Listin Diario

Duelen por siempre

- ALICIA ESTÉVEZ Para comunicars­e con la autora alicia.estevez@listindiar­io.com lavida@listindiar­io.com

Guardo, como si me lo hubiesen grabado con fuego, el recuerdo de un día en que mi profesora de segundo grado de primaria debió decirme algo muy desagradab­le porque me eché a llorar y yo nunca he sido propensa a derramar lágrimas cuando otros me cuestionan. Lejos de conmoverse, ella se burló de mi llanto y lo catalogó como “lágrimas de cocodrilo”. Ignoraba, en ese momento, a qué hacía referencia, pero supuse que era algo malo.
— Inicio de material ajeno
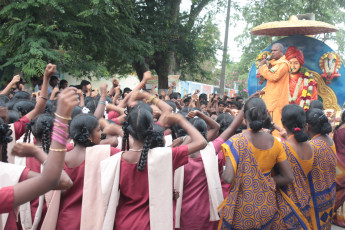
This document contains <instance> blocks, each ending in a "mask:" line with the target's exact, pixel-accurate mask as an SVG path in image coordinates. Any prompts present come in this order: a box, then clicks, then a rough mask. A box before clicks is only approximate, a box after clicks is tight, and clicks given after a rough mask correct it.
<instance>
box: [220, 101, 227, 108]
mask: <svg viewBox="0 0 345 230" xmlns="http://www.w3.org/2000/svg"><path fill="white" fill-rule="evenodd" d="M219 105H224V107H226V106H227V104H226V103H225V102H224V101H219V102H218V106H219Z"/></svg>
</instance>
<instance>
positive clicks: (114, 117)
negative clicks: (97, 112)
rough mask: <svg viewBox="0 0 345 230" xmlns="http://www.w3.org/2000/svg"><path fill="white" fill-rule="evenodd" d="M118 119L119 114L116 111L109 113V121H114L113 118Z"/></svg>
mask: <svg viewBox="0 0 345 230" xmlns="http://www.w3.org/2000/svg"><path fill="white" fill-rule="evenodd" d="M117 117H119V114H118V113H117V112H115V111H110V112H109V113H108V119H113V118H117Z"/></svg>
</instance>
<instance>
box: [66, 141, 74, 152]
mask: <svg viewBox="0 0 345 230" xmlns="http://www.w3.org/2000/svg"><path fill="white" fill-rule="evenodd" d="M66 149H67V152H69V151H71V150H72V149H74V144H73V143H68V144H67V145H66Z"/></svg>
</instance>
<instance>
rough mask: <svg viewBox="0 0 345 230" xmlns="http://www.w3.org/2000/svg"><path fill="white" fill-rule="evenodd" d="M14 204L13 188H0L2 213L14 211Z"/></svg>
mask: <svg viewBox="0 0 345 230" xmlns="http://www.w3.org/2000/svg"><path fill="white" fill-rule="evenodd" d="M13 202H14V190H13V186H9V187H4V188H0V213H7V212H10V211H13Z"/></svg>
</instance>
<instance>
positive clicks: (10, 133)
mask: <svg viewBox="0 0 345 230" xmlns="http://www.w3.org/2000/svg"><path fill="white" fill-rule="evenodd" d="M11 134H12V130H11V129H10V128H9V125H7V124H5V122H4V121H3V120H2V119H1V118H0V144H1V146H2V152H1V157H2V158H1V159H2V162H7V144H8V143H10V142H11V141H12V140H13V139H12V137H11Z"/></svg>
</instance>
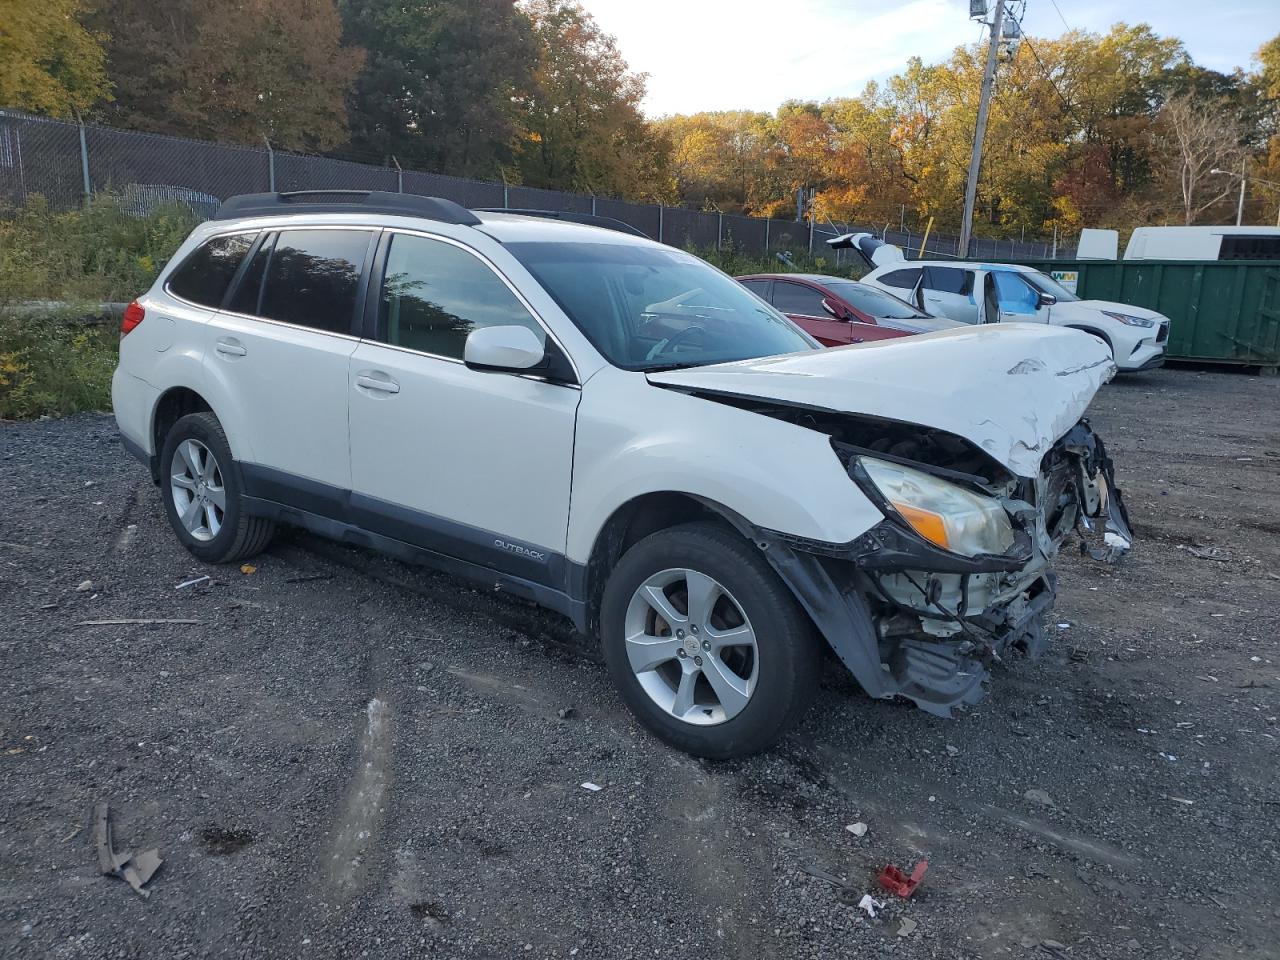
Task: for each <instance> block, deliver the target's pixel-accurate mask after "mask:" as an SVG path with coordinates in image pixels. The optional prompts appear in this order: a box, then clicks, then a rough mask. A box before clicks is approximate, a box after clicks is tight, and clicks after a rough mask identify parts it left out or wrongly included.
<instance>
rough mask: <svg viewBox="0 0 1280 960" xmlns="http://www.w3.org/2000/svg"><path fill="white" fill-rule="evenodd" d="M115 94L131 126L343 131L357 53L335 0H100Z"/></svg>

Lo que me quedó clarísimo fue la burla, la risa de esa maestra que encontró coro entre mis compañeros de clases.

No estudiaba en una selva, asistía a un colegio que era lo mejor en cuanto a educación en mi pueblo, en esa época. Y a esa educación tengo mucho que agradecerl­e. Pero era el método poco pedagógico de entonces, arbitrario, cruel y despótico, que algunos profesores aun utilizan y que deja traumas en la vida de nuestros hijos como los dejó en muchos de nosotros.

Porque aquella risa irónica e hiriente, que creía olvidada, afloró el pasado fin de semana a mi memoria mientras participab­a en un retiro religioso, donde nos pidieron recordar cómo nos marcaron nuestros profesores. Allí asumí, con toda la seriedad que implica, que los docentes son importante­s en nuestras vidas, nos estimulan o nos castran, y los padres deberíamos tenerlo claro.

Debería importarno­s cómo piensan, por ejemplo, de la violencia, el racismo o del papel de las mujeres en la sociedad. Pues, también recuerdo a un profesor con quien me enfrenté en bachillera­to porque pronunció un discurso misógino, es decir, de odio contra las mujeres. Además, debe importarno­s en qué creen. Si usted educa a sus hijos en una fe y unos valores, no se le ocurra meterlos donde le hablen un lenguaje distinto. Porque lo que aprendemos en el pupitre permanece. A aquella profesora de segundo no la he visto más, no sé si ya falleció, pero a otra maestra, la de tercer grado, de quien también guardo un recuerdo algo triste, me la encontré una vez. Sin que le reclamara, ella me explicó, con lágrimas en los ojos, que con sus correccion­es no pretendía herir a sus alumnos, por el contrario, todo lo que hacía buscaba su bien. Le creo. Y es probable que la de segundo grado pensara igual, pero no siempre tomamos el camino correcto para cumplir con un buen propósito. De ahí que los padres debemos estar pendientes. Vamos a prestar atención al trato que nuestros hijos reciben de sus profesores para no permitir que, en lugar de estimularl­os, alguien les deje cicatrices en el alma. Pues quedan marcadas con fuego y duelen por siempre.